Apr 15 2019

Turkey’s S-400 purchase should not trigger U.S. sanctions, says defence minister

Turkey's  Defence Minister Hulusi Akar on Monday said Ankara’s purchase of Russian S-400 air defence missile systems should not trigger U.S. sanctions because the country is not an adversary of Washington and remains committed to the NATO alliance, pro-government Sabah newspaper reported.

"Threats, ultimatums and deadlines are not constructive and contrary to the spirit of an alliance," the Turkish defence minister said while speaking at a conference in Washington.

The statements from Akar arrive as U.S. lawmakers continue to warn Ankara that its purchase of the Russian system could lead to U.S. sanctions and place Turkey’s involvement in the F-35 fighter jet programme at risk. Washington maintains that Ankara cannot have both the American fighter jets and Russian defence systems on grounds that it would be compromising on the security of the former.
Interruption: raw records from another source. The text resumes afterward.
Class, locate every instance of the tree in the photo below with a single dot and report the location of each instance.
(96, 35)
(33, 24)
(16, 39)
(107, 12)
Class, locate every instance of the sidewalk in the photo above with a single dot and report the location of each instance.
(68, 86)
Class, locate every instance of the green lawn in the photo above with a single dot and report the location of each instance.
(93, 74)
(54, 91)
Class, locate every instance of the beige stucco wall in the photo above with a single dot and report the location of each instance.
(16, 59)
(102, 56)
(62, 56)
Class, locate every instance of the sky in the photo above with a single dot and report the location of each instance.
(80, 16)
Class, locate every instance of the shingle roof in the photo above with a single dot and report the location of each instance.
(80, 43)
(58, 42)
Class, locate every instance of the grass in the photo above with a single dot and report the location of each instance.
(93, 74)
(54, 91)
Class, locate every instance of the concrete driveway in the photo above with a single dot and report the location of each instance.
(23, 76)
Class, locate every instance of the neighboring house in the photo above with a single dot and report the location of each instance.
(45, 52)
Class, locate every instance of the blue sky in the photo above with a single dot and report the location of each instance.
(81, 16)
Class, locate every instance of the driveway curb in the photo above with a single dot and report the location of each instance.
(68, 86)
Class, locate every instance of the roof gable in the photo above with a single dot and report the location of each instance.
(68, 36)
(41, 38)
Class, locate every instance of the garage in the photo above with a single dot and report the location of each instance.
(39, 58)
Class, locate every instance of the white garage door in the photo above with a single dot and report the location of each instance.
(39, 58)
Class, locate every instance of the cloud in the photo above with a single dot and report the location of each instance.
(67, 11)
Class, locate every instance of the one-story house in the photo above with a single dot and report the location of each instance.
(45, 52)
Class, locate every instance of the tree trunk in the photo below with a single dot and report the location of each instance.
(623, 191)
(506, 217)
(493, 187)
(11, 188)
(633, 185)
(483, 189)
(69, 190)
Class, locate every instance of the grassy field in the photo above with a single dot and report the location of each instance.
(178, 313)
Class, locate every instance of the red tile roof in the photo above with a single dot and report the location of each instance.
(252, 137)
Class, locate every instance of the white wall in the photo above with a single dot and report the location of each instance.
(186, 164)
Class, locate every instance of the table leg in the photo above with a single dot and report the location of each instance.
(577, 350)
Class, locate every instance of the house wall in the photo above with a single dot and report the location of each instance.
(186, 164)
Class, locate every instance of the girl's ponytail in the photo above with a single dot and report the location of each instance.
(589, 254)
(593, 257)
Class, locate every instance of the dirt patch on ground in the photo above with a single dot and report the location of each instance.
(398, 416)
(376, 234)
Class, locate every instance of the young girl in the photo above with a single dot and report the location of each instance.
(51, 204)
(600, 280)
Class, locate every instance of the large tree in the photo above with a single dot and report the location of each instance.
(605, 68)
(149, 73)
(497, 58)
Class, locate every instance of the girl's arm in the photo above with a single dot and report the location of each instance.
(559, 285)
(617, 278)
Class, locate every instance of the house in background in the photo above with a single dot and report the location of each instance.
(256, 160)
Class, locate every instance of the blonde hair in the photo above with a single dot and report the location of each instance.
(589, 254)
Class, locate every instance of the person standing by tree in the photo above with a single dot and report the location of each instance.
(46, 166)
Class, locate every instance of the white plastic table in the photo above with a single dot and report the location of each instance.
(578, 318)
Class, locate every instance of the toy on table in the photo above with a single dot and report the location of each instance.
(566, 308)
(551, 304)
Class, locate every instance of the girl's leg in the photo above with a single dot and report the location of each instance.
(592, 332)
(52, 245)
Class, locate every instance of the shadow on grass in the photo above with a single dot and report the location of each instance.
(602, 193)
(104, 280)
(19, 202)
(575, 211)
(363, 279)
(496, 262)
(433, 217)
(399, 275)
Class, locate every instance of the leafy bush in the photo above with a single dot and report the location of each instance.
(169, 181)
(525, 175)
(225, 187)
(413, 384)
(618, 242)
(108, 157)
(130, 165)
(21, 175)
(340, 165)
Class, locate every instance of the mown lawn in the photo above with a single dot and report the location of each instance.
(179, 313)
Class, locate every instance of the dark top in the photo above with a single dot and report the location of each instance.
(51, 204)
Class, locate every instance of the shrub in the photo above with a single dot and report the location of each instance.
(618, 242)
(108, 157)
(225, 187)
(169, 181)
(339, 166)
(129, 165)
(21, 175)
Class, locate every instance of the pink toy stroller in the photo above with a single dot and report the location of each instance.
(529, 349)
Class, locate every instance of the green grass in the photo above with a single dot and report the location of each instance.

Washington has been persuading NATO-ally Turkey to buy Raytheon's Patriot defence systems instead.

Akar said that Turkey expected to remain not just a buyer of advanced F-35 stealth fighter jets, but also one of the partner countries involved in its production, despite warnings from Washington that it would be blocked from the F-35 project if it buys the Russian system. 

The United States earlier this month stopped shipping equipment related to the F-35 stealth fighter aircraft to Turkey, in what has been the first concrete step Washington has taken to block delivery of the jet to its NATO ally.

Turkey is carefully studying an offer from the United States to buy Patriot missile defence systems, the Turkish defence minister added.

Akar also stressed the need for the United States to respond to Turkey’s security concerns in neighbouring Syria and highlighted that Ankara is working with Washington on this matter, Islamist pro-government Yeni Akit newspaper reported.

Presidential Spokesperson İbrahim Kalın while speaking at the same conference highlighted that Ankara's decision on the S-400 system was not made hastily and move with history. 

"Our dialogue with Russia does not target a third country. We are a member of NATO. We value our strategic partnership with the United States. Turkey's removal from the F-35 programme will not be a punishment for Turkey, it will damage the programme [itself]," Kalın said.

The presidential spokesperson also said that Washington could not afford to lose Ankara as an ally and friend, recalling that U.S. President Donald Trump has set a targeted trade volume of $75 billion between the countries.

"How do you plan on doing this when there are threatening messages between two allies?" Kalın asked.

Turkey’s planned S-400 purchase and the F-35 fighter jet project are currently the most pressing of several problematic issues between the two NATO allies.